2. Prenatal screening:  might expand on why the prevalence of HBsAg in those over 45 is interesting. Response: We have added the following "We suspect this may be related to either a disproportionate number of newcomers/immigrants to Canada from HBV-endemic countries who the missed the age for universal vaccination rollout in their birth country, or related to more aggressive case-finding in this age cohort due to engagement with fertility specialists"

3. Might you speculate on why HBsAg testing is so well adopted but HBV DNA testing is not?  does it require a referral to a subspecialist or is OB/GYN comfortable with this algorithm? Response: Excellent point. We have added the following "Understanding why subsequent HBV testing is not completed, is an important gap in our knowledge. To date, there is no information as to whether this is because of a lack of provider knowledge in the virology, care, and management including not being aware of the impact of third trimester antivirals; whether referrals to specialists occur, but patients are lost to follow-up for their additional specialist appointment but continue with prenatal care; or whether there are systems and social gaps in our ability to care for these patients leading to inadequate care such as language barriers, transportation, and access issues. Finally, it is important to emphasize that prenatal care in Canada is provided by many types of providers (MDs, NPs, midwives), meaning education must occur among a very large group of providers, and further administrative data analysis of the HBV prenatal cascade of care is required."
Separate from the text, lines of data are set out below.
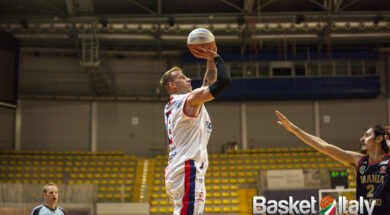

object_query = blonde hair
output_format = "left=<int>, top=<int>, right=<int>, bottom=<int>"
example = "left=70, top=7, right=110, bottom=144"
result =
left=160, top=66, right=182, bottom=93
left=42, top=183, right=58, bottom=193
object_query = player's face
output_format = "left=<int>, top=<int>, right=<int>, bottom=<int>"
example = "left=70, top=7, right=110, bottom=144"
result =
left=43, top=186, right=58, bottom=204
left=360, top=128, right=375, bottom=153
left=172, top=72, right=192, bottom=93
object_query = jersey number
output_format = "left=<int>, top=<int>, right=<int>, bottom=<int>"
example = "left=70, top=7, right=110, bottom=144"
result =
left=367, top=184, right=375, bottom=198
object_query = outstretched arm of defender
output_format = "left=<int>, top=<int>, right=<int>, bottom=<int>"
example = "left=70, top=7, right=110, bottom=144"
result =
left=276, top=111, right=363, bottom=167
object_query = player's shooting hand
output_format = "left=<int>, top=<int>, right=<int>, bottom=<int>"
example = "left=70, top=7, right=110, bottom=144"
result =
left=192, top=47, right=219, bottom=60
left=275, top=111, right=297, bottom=132
left=385, top=126, right=390, bottom=147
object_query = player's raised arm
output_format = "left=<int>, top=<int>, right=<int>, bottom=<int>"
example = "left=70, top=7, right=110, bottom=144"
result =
left=187, top=47, right=232, bottom=107
left=276, top=111, right=363, bottom=167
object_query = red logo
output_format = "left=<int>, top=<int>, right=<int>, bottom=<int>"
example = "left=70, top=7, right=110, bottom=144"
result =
left=379, top=166, right=387, bottom=173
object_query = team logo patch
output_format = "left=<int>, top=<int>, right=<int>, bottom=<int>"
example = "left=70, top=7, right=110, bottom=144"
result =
left=197, top=192, right=204, bottom=201
left=320, top=196, right=336, bottom=215
left=359, top=166, right=366, bottom=174
left=379, top=166, right=387, bottom=173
4. Do you really want to reflex HBsAg to both eAg and DNA?  how is eAg status going to change your management? Response: Although it may not change management to know both, what we have learned across provinces for the introduction of HCV RNA reflex testing (nucleic acid based) from HCV antibody testing (serology based) is either due to workflow or lack of understanding of nucleic acid stability, laboratories have delayed the implementation of serology to nucleic acid reflex testing. Thus, we would like to keep this statement open in the context of HBV to reflect the fact that having one would be superior to having neither. We have changed this sentence in the discussion to: "Universal routine prenatal screening for HBV is already the standard of care in Canada, but subsequent HBeAg and viral load testing is inadequate, which could be improved with the introduction of HBeAg and/or HBV DNA reflex testing."
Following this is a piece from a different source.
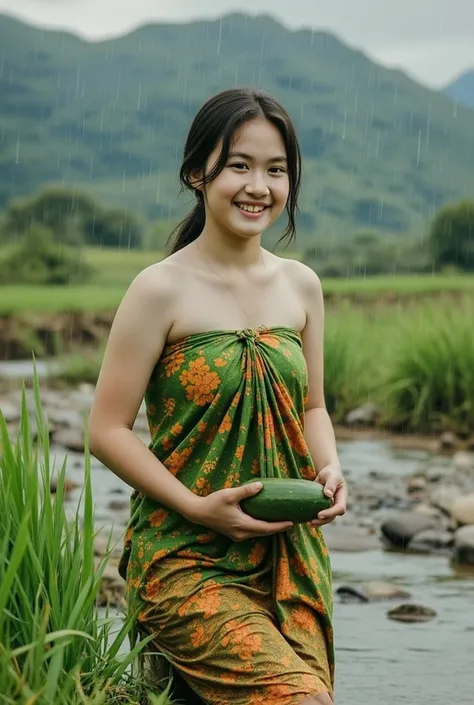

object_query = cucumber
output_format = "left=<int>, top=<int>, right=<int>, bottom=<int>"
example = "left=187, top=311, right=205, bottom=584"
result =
left=240, top=477, right=333, bottom=524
5. If you are advocating for HCV therapy during pregnancy would also recommend they add to the data to the Global Task force database (or some database). Response: We are not necessarily advocating to adopt a similar approach to the US, as there are many significant differences in our healthcare systems. Of particular relevance is the fact that women in the US loose their medication coverage 6 weeks postpartum, while in Canada that is not the case, i.e. "For HCV, further consideration regarding the use of antiviral treatments during pregnancy and patient preference should be weighed as an option against the risk of loss to follow-up." Nonetheless, the database mentioned is important to collect global data, which could affect Canadian decision-making in the future. As such, we have added the following sentence "Should providers decide to treat in pregnancy (although not routinely occurring or approved in Canada), real-world data to evaluate pediatric outcomes is necessary, and as such, providers are encouraged to utilize the TiP-HepC (Treatment in Pregnancy for Hepatitis C) registry which was launched by the Centers for Disease Control and Prevention and the Coalition for Global Hepatitis Elimination in Spring 202265."